#liftclip: Abriss von Hochhäusern in Indien

Abriss von Hochhäusern durch SprengungHochhaus-Sprengung in Indien: Die Bauherren hatten zum nah am Ufer geplant. Quelle: Youtube

Fahrstuhl-Prank, Fiktives, Reales und Banales – im Netz werden Aufzug und Fahrtreppe zum Star, und wir zeigen in unserer Reihe #liftclip die besten Szenen. In dieser Woche schauen wir auf den Abriss von Hochhäusern in Indien. 
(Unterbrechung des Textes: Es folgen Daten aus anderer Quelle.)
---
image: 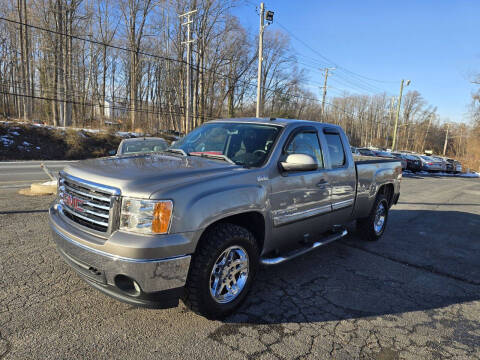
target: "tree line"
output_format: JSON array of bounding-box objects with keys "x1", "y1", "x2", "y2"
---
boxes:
[{"x1": 0, "y1": 0, "x2": 479, "y2": 170}]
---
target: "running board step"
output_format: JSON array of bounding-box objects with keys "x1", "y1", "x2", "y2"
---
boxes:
[{"x1": 260, "y1": 230, "x2": 348, "y2": 265}]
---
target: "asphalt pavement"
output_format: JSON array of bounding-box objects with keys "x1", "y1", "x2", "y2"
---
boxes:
[
  {"x1": 0, "y1": 176, "x2": 480, "y2": 359},
  {"x1": 0, "y1": 160, "x2": 72, "y2": 189}
]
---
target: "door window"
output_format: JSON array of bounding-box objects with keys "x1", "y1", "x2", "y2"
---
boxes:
[{"x1": 286, "y1": 132, "x2": 324, "y2": 169}]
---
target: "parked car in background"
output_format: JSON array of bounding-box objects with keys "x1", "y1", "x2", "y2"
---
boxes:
[
  {"x1": 390, "y1": 153, "x2": 408, "y2": 170},
  {"x1": 374, "y1": 150, "x2": 395, "y2": 159},
  {"x1": 420, "y1": 155, "x2": 445, "y2": 172},
  {"x1": 431, "y1": 156, "x2": 447, "y2": 172},
  {"x1": 350, "y1": 146, "x2": 362, "y2": 155},
  {"x1": 403, "y1": 154, "x2": 422, "y2": 172},
  {"x1": 116, "y1": 137, "x2": 169, "y2": 156},
  {"x1": 357, "y1": 148, "x2": 376, "y2": 156},
  {"x1": 453, "y1": 160, "x2": 463, "y2": 174}
]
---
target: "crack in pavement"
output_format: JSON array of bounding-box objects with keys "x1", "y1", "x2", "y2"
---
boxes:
[{"x1": 340, "y1": 242, "x2": 480, "y2": 286}]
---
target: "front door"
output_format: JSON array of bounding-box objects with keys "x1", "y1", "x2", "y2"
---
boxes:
[
  {"x1": 270, "y1": 126, "x2": 331, "y2": 252},
  {"x1": 323, "y1": 128, "x2": 357, "y2": 225}
]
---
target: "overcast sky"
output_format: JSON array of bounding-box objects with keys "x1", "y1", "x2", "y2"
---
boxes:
[{"x1": 235, "y1": 0, "x2": 480, "y2": 121}]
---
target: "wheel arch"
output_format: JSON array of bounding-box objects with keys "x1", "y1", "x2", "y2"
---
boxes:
[
  {"x1": 195, "y1": 211, "x2": 266, "y2": 253},
  {"x1": 377, "y1": 183, "x2": 395, "y2": 207}
]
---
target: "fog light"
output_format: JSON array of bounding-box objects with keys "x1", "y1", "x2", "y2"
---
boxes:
[{"x1": 114, "y1": 275, "x2": 142, "y2": 296}]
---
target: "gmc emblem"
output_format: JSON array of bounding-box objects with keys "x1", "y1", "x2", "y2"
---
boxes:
[{"x1": 63, "y1": 194, "x2": 84, "y2": 212}]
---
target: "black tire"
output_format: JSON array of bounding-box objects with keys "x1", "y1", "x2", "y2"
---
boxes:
[
  {"x1": 357, "y1": 194, "x2": 389, "y2": 241},
  {"x1": 183, "y1": 223, "x2": 259, "y2": 319}
]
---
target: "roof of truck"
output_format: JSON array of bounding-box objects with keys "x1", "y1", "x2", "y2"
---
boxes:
[{"x1": 209, "y1": 117, "x2": 336, "y2": 126}]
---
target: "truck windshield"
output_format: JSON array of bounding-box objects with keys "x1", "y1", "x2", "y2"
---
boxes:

Dieser Clip ging kürzlich um die Welt: Das Verfassungsgericht in Indien ordnet die Sprengung von Hochhäusern an und die lokalen Behörden setzen sie durch. Im südindischen Bundesstaat Kerala hatten Unternehmer in Kochi (Cochin) am Vembanadu-See Luxuswohnungen ohne Genehmigung der zuständigen Behörden hochgezogen. Die Unternehmer gingen dabei davon aus, dass das folgenlos bleiben würde – wie in Indien häufig üblich. 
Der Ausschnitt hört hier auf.